じょの

クライヴ・バーカー ドレッド[恐怖]のじょののレビュー・感想・評価

3.0
クライヴ・バーカーの小説『腐肉の晩餐』を原作とする映像作品。

───恐怖にまさる愉しみはない───
こんな書き出しではじまる『腐肉の晩餐』は、バーカー作品にしては珍しく、怪物や悪魔は登場しない。これは人間同士が織り成すスリラーだ。
哲学科の大学生、スティーヴ・グレースは、クウェードという奇妙な上級生と知り合う。クウェードは繰り返し、スティーヴに恐怖の哲学を説き、スティーヴは徐々にそれに魅了されていく……

というあらすじ。(ずいぶん端折った)

バーカー原作の映画の大半は駄作なので、期待しないようにと思って見始めた。なんたって日本未公開作品だし。

ところがどっこい、これはおもしろかったです。

短編小説を無理やり二時間に引き延ばしてしまうと、たいがいの映画化は失敗するのだが、これはちゃんとイチから練り直してあって、小説とは違うオチになってはいるものの、ちゃんと原作に沿っているという秀逸っぷり。
しかも、原作ではイケてない部類の主役二人が、ハンサムくんとカワイイくんに置き換えられている。
クウェードのキャラクターが『完全にイカれたキモメン』から、『悲哀が感じられるイケメン(主人公に救いを求めるなど)』に変更されていたのは、好みの分かれるところですね。

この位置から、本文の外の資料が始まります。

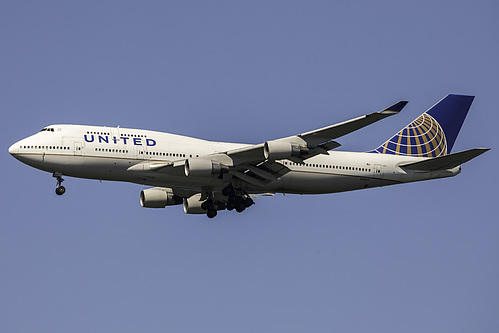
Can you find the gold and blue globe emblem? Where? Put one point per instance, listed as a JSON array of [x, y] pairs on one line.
[[423, 137]]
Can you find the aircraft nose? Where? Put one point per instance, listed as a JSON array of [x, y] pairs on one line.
[[14, 148]]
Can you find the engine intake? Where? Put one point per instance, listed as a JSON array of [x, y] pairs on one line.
[[197, 167], [278, 150], [158, 197]]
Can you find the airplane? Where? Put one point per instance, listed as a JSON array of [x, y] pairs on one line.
[[207, 177]]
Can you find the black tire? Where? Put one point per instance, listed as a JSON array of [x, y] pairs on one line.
[[227, 191], [248, 202], [206, 205], [60, 190], [212, 213], [240, 207]]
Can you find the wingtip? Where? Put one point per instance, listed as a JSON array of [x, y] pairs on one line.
[[396, 108]]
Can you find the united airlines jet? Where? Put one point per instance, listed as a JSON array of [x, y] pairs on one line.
[[206, 177]]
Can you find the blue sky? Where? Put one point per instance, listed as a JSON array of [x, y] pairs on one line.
[[416, 257]]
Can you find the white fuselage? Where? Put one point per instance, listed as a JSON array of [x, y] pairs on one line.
[[106, 153]]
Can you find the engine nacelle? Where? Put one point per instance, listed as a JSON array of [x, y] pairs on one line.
[[198, 167], [279, 150], [159, 197], [193, 204]]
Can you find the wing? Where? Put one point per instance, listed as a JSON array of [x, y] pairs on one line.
[[257, 164], [314, 142]]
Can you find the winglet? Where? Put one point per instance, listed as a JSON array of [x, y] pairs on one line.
[[395, 108]]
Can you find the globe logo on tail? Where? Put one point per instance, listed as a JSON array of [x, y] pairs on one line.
[[424, 137]]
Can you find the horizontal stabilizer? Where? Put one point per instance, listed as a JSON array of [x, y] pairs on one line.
[[445, 162]]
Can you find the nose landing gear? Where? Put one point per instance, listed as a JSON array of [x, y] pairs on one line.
[[59, 190]]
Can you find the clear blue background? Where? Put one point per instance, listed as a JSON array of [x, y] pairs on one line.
[[420, 257]]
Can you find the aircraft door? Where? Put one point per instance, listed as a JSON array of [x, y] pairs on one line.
[[141, 154], [78, 148], [378, 171]]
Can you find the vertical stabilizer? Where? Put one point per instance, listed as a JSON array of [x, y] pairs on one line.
[[433, 133]]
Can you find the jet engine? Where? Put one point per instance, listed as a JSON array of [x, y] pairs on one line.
[[196, 205], [278, 150], [159, 197], [197, 167]]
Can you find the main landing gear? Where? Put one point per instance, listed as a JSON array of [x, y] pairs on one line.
[[236, 199], [59, 190]]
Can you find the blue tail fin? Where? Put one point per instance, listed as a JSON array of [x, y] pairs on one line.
[[433, 133]]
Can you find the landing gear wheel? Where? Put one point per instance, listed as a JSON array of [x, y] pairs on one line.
[[240, 207], [60, 190], [248, 202], [211, 213], [228, 191], [206, 205]]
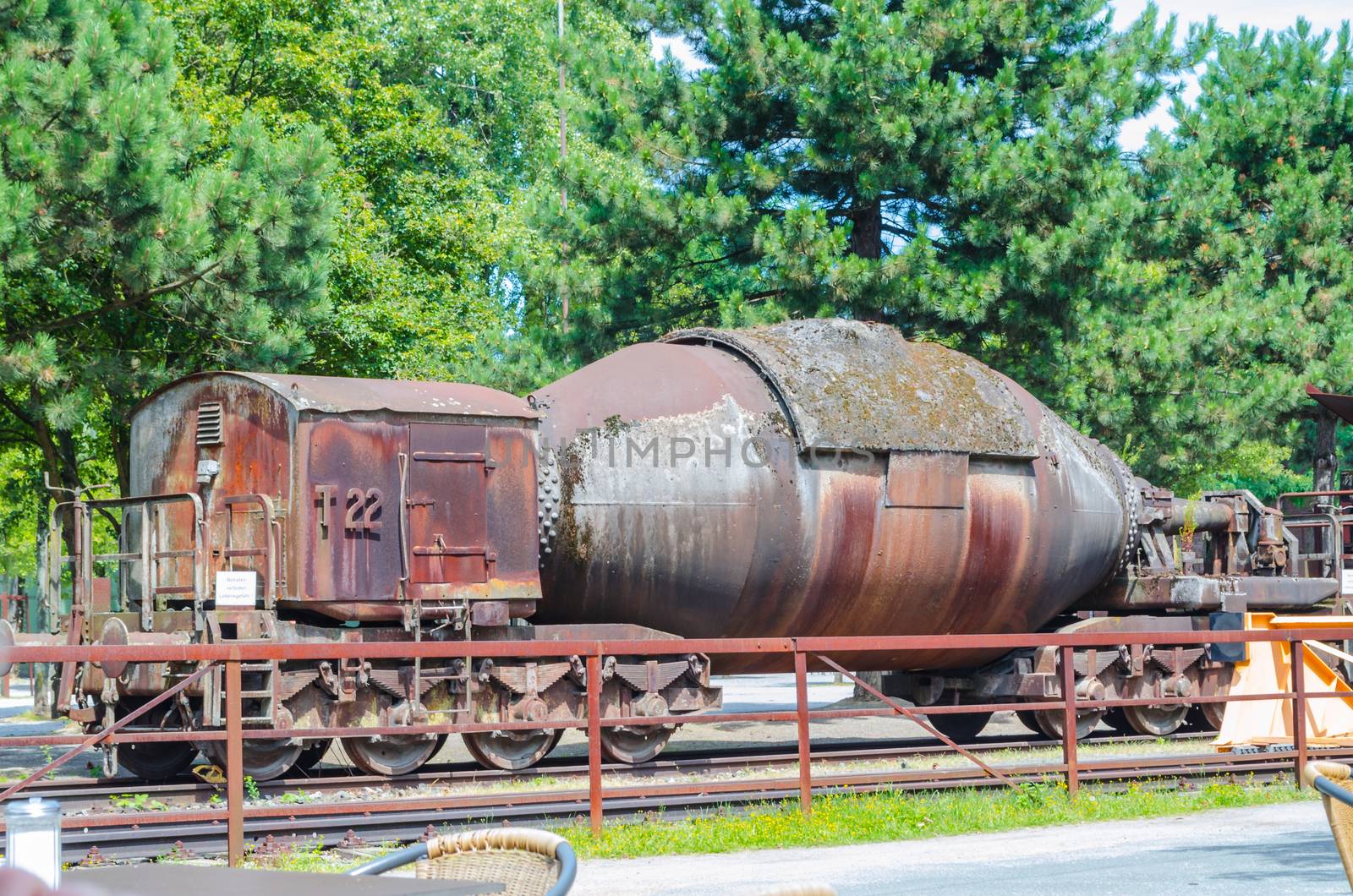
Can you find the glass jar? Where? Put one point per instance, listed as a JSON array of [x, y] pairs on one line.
[[33, 838]]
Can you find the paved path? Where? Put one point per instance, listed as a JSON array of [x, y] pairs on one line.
[[1285, 849]]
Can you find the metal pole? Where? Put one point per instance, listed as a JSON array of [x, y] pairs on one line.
[[1299, 707], [234, 767], [594, 740], [1073, 783], [563, 153], [805, 756]]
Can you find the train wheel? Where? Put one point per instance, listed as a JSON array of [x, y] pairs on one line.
[[961, 727], [156, 761], [399, 754], [1028, 719], [263, 760], [511, 750], [1050, 722], [1156, 720], [311, 754], [633, 745], [1116, 719]]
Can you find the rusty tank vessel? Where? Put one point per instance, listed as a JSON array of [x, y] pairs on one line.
[[811, 478], [829, 477]]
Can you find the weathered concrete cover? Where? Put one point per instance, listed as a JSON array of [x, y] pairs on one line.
[[344, 394], [852, 385]]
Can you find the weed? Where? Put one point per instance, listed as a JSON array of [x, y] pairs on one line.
[[137, 803], [47, 758], [896, 815]]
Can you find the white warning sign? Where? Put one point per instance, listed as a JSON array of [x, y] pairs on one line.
[[237, 589]]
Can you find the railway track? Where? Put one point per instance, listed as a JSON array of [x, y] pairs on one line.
[[193, 824], [406, 819], [81, 795]]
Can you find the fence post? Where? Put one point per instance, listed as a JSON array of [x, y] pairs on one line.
[[1073, 783], [234, 767], [1299, 707], [805, 750], [594, 740]]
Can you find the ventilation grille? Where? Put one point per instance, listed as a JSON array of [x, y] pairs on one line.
[[209, 423]]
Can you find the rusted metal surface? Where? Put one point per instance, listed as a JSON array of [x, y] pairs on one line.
[[805, 747], [363, 475], [347, 394], [1339, 405], [234, 767], [689, 504], [1069, 720], [1299, 699], [1072, 661], [852, 385]]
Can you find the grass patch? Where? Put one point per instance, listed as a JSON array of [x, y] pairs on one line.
[[895, 815]]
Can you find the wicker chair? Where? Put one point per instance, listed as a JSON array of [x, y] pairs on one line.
[[1332, 780], [527, 861]]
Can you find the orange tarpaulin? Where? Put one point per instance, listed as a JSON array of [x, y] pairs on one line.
[[1268, 669]]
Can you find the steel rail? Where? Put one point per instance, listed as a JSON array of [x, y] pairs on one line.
[[83, 795], [252, 651], [151, 835]]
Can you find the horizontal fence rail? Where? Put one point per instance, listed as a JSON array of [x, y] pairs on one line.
[[802, 654]]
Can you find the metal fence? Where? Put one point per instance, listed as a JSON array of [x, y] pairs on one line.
[[802, 654]]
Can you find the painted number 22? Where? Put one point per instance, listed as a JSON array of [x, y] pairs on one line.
[[363, 508]]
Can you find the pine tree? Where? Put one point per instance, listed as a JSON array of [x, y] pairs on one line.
[[1251, 238], [128, 254], [946, 166]]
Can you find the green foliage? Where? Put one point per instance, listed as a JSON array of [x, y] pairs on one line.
[[130, 251], [947, 166], [866, 817], [1246, 261], [440, 117]]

バーカーの小説をそのまんま映像にすると、すごくつまんなくなっちゃって、それゆえ、今までのバーカー原作映画は駄作が多かった。

・バーカーの小説って、実はそんなに大したストーリーじゃない。
いや、どれも創造性にあふれてて、目のつけどころは最高なんだ。
この“目のつけどころは最高”が故に、企画書にしたときに「これは素晴らしい映画になるぞ!」と思わせてくれるのだが、でもそこだけでは二時間も客を引っぱれない。

・バーカーの小説って、人間のキャラクターがけっこう底が浅かったりする。
「短編に納めるために、いろいろ削ぎ落としてるんだろうな」と思っていたのだけど、長編を読んでもそうだったので、これは彼の小説の特徴なのでしょう。
(そのかわり異形の作り込みはハンパじゃなくて、そこに注ぐ愛情はすごいです)

で、映画の場合、人間のキャラクターが弱いというのは欠点に近い。
だからバーカーの小説を映画化するには、“短編に納めるために、いろいろ削ぎ落としてるんだろうな”的な部分を、たくさん補わなくてはならない。主に“人間を描く”というあたりを。
バーカー原作の映画作品で評価が高い『キャンディマン』は、そこのところに力を注いであり、だからこそ成功したのだと思う。(あとこれは映像が素晴らしい。団地がやたら上手く撮れてるし)
今回の『ドレッド』も、登場人物を増やし、ひとりひとりの人間をちゃんと描いている。これは“モンスターの出て来ないホラー”なので、人間がキッチリ描けてなければ、意味がない作品なのだ。

「バーカー原作の映画作品といえば、『ヘル・レイザー』のシリーズだろ!あれは人間は描けてないじゃん!でも一番ヒットしたじゃん!」
はい、そうなんです。でもこれは人間が描けてなくても構わない構成。『13日の金曜日』や『エルム街』と同じく、ホラーのキャラクターが活躍する作品だから。
そういう意味では、バーカーのスタイルを映像化して上手くいったのは、これだけかもしれない。

本作品は後味悪い系なので「ぜひ見てください」とは言えません。
「スプラッタもホラーも後味悪いのも平気」という猛者にオススメします。